Dive Brief:
- The Federal Energy Regulatory Commission on Thursday issued new orders on energy storage participation in wholesale power markets and frequency response services provided by generators.
- FERC directed regional grid operators to devise new tariffs for storage market participation that allow the resources to provide multiple electricity market services, as well as set power market prices as purchasers and sellers of energy. The commission could not settle on similar directives for DER aggregations, however, and called a technical conference for April 10-11.
- FERC also issued rules that require new generation resources, including renewables, to provide frequency response services. Nuclear and combined heat and power (CHP) resources are excluded from the order.
Dive Insight:
FERC's new energy storage order, approved in a 5-0 vote at its Feb. 15 meeting, sets a number of requirements for new grid operator rules on energy storage.
New tariffs must:
- Allow storage to provide energy, capacity and ancillary services;
- Allow storage to set wholesale market prices as a buyer or seller of electricity;
- Respect the operational characteristics of storage, such as discharge duration or state-of-charge requirements, and;
- Set a minimum size for market participation not more than 100 kW.
The order also requires that electricity sales to storage resources that the storage later resells to the market must be done at the wholesale locational marginal price of electricity. Grid operators will have 270 days to devise the tariffs after FERC's order is published in the Federal Register and a year to implement the changes after they are approved.
FERC staffers said their order will help enhance the resilience of the bulk power sector — the subject of a high-profile proceeding at the agency set up by the denial of a Trump administration subsidy package for generators.

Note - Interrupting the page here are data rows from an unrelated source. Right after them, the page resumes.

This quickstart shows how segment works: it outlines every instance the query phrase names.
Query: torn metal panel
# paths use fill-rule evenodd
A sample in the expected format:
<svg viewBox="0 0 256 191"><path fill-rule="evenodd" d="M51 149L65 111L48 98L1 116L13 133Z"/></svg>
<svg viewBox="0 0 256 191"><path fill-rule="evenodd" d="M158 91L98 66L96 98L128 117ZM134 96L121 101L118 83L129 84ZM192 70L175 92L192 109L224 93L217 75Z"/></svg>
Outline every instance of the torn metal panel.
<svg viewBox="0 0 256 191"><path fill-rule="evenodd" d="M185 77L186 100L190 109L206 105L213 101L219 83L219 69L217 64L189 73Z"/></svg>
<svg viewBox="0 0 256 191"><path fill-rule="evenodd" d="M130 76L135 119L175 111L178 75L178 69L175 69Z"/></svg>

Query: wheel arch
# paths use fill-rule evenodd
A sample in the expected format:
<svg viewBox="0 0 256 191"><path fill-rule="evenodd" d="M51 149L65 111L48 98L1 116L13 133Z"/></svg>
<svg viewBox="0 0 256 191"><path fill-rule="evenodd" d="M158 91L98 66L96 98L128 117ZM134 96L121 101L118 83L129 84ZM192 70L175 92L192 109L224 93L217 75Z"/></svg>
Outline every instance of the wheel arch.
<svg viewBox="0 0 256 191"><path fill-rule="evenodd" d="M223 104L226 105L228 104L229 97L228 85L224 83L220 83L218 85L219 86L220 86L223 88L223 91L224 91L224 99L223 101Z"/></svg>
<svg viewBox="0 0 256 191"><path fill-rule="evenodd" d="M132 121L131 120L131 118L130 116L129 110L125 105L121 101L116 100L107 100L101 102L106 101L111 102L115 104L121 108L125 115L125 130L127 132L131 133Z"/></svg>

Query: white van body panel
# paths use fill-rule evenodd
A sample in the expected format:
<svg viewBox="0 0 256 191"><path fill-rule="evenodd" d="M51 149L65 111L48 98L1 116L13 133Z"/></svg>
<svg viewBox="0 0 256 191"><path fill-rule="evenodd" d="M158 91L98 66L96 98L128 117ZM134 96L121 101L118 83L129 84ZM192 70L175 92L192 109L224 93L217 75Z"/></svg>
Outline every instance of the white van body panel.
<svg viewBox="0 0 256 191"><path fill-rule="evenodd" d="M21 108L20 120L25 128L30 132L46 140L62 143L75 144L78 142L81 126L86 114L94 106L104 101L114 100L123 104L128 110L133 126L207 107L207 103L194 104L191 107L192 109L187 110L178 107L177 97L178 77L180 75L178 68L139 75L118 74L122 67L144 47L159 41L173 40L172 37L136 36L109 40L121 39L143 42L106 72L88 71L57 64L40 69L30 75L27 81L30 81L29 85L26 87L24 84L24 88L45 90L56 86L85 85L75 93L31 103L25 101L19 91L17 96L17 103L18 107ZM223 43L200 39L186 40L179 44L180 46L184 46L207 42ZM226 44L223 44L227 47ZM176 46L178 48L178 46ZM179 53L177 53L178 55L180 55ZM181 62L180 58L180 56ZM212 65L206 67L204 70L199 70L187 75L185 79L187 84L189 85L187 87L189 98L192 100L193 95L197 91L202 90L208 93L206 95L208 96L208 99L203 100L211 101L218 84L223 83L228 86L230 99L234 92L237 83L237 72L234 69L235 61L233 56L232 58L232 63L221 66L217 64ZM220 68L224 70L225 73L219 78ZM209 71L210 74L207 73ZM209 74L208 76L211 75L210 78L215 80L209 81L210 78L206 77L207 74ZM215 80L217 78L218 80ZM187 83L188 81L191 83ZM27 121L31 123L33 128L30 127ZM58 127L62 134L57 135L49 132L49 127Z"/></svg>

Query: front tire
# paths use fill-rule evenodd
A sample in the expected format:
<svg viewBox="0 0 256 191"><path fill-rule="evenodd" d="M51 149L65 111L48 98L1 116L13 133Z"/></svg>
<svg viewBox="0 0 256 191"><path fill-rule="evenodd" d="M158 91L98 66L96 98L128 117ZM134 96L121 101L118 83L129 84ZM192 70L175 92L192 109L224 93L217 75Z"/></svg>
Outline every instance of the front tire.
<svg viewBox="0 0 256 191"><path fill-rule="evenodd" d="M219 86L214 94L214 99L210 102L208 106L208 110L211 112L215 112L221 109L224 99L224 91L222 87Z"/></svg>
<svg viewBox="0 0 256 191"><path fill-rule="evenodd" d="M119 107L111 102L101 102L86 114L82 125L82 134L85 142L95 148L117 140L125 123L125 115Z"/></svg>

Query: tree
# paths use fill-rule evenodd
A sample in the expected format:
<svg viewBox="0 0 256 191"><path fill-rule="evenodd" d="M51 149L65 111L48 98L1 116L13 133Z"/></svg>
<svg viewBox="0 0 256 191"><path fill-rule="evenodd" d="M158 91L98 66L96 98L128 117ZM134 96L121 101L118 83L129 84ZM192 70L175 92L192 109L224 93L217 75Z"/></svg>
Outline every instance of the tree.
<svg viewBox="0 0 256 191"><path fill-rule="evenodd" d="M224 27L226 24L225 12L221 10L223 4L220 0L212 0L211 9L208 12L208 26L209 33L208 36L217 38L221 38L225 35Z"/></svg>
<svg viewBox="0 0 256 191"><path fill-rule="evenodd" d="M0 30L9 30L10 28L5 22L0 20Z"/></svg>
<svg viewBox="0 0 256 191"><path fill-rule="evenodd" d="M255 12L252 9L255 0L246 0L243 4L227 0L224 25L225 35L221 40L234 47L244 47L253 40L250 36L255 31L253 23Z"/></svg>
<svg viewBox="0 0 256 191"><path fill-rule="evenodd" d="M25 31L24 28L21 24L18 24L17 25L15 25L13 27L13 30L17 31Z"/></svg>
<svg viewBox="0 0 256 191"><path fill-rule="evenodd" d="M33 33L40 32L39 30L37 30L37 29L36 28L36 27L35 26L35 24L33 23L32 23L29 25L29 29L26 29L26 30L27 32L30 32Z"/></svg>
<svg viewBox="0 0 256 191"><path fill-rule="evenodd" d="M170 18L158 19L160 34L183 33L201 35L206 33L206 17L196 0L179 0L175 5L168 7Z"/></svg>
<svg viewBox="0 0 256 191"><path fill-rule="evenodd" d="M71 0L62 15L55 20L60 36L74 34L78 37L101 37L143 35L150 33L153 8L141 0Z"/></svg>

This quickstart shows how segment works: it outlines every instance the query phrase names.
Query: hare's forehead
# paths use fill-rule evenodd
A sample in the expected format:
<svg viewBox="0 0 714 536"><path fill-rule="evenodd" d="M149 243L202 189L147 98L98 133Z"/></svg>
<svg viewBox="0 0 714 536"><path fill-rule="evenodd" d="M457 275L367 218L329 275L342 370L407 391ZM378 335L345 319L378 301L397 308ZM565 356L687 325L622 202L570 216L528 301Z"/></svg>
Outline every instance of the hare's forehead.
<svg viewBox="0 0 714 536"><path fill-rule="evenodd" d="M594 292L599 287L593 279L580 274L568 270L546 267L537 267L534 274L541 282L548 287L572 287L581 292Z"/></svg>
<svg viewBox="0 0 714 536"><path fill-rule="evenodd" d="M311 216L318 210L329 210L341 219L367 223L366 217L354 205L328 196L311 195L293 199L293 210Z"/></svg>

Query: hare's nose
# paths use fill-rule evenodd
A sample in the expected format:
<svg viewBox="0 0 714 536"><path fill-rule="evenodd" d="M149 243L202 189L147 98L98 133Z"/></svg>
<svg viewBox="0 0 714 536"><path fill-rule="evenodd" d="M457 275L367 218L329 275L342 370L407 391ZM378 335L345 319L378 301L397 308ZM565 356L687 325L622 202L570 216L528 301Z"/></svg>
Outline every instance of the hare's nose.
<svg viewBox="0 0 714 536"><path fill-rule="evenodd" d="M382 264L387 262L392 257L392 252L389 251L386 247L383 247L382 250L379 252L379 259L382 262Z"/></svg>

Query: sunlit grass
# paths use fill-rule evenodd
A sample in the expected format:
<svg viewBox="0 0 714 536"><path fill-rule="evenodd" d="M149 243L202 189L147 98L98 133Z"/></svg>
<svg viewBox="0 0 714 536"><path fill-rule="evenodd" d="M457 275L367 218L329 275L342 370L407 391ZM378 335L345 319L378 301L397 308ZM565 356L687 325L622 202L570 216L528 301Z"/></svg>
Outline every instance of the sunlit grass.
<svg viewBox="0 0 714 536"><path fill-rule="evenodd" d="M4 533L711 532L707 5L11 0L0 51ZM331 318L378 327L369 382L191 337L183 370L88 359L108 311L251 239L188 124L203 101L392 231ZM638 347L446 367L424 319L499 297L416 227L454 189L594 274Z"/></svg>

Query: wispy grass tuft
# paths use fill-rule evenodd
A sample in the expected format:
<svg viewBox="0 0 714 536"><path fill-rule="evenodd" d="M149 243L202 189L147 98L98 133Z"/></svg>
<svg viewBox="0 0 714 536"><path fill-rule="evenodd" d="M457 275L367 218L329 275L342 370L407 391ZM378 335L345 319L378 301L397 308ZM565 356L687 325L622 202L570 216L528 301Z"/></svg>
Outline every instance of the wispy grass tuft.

"Participation [of storage] in the energy markets as a buyer and seller can reduce stress on the system by both shifting load away from peak conditions and reducing overgeneration during low load conditions," staff said during the open meeting. "Electric storage resources are also well suited to provide services like frequency regulation and ramping services, which are a first resort on correcting system frequency and helping to avoid contingency events."
Additionally, the order would allow storage to provide black-start and reactive power services, "which are critical to bringing the bulk power system back online" after an outage.
Technical conference
At the open meeting, FERC commissioners and the chairman expressed disappointment that they could not issue an order similar to their storage decision on how aggregations of distributed energy resources can participate in power markets.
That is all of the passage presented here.